08/10/2013 12:42 pm ET Updated Oct 10, 2013

When Did 'Sure' Become a Bad Word?

There is little doubt that social media has not only altered language, but it has also accelerated the rate at which the way we use language is changing. Increasingly, abbreviations are becoming words, as in LOL, and nouns are becoming verbs: "Will you friend me?" What's interesting is that we are not just witnessing a shift in language, but the fact that we are helping to create it. Of course, semantic change is nothing new; when was the last time you used the word "gay" in its original context to mean joyous, or a merry, light mood? And of course there are a few common words such as SCUBA and AWOL that originated as acronyms (self-contained underwater breathing apparatus and absent without official leave, respectively). However, some things are getting out of hand.

When, for example, did "sure" become a bad word? Recently, I texted the simple affirmation "sure" as a rushed response to an invitation or suggested social event someone had extended to me.

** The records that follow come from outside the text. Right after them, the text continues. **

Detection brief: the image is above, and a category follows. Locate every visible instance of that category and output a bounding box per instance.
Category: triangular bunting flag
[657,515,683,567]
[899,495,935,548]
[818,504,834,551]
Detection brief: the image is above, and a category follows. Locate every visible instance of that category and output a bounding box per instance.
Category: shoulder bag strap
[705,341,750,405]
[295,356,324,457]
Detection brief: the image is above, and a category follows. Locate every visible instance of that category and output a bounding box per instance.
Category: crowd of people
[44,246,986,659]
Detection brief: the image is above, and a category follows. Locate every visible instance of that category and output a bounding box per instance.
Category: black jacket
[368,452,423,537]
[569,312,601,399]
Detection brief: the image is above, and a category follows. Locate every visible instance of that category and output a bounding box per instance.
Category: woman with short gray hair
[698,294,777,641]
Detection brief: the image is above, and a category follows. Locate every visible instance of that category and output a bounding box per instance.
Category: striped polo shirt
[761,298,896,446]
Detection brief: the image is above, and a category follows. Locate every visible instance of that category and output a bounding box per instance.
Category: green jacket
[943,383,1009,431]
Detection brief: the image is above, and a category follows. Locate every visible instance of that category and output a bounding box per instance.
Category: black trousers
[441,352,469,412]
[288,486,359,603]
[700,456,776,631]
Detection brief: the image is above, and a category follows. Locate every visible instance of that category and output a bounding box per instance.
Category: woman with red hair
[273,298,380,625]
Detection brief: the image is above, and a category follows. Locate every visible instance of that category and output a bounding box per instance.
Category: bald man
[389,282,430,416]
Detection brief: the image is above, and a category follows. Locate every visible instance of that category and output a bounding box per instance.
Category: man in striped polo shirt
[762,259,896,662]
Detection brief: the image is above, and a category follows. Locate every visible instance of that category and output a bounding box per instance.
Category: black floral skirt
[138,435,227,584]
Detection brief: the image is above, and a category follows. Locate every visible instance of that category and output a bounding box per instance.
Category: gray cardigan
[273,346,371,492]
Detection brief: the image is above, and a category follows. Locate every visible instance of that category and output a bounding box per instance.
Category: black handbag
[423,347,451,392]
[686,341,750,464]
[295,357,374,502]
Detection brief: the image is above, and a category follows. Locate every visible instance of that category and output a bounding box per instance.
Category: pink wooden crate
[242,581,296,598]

Thinking my response was a clear and appropriate one, I was surprised, confused and yes a bit annoyed, by the onslaught of negative comments that followed. "Well you don't have to if you don't want to." "Do you have a better idea?" "Sorry I suggested something!" Admittedly, there has always been the problem of misreading the tone of a text or an email message, thus the introduction of emoticons, which helped with clarification. However, when a word by definition means "Free from doubt as to the reliability, character or action of something," shouldn't that be enough? "Sure" is a nice simple way to say all that.

The other day, I was driving home with my children. We had a nice time visiting friends who were renting a cabin at Lake Waramaug State Park in Connecticut. When I heard a text come through my phone, I asked my daughter if she would read it to me. She read, "Would you like to stop at Wild Ginger if we have time and pick up some food to bring to the concert tonight?" I asked my daughter to simply text the reply: "Sure, I'm driving now." My daughter instantly looked up at me and said, "Wow, don't sound so excited!" Amazed, I sat there wondering how my quick affirmation that lacked doubt was once again being perceived as a negative, a shrugged off indifference. My response simply meant to indicate 1. It was a good idea. 2. I couldn't talk about it at that moment. "Sure" may lack the excitement of GREAT or TERRIFIC, but once again I'm left to wonder why it crosses the line to negativity? Who knows? Maybe the slang definition of "cool" would have been more warmly received. If there is one thing that I am sure of, it is this: There is enough negativity in the world, and with all the reasons and excuses people can come up with to say no to something, when someone says "sure," embrace the positive.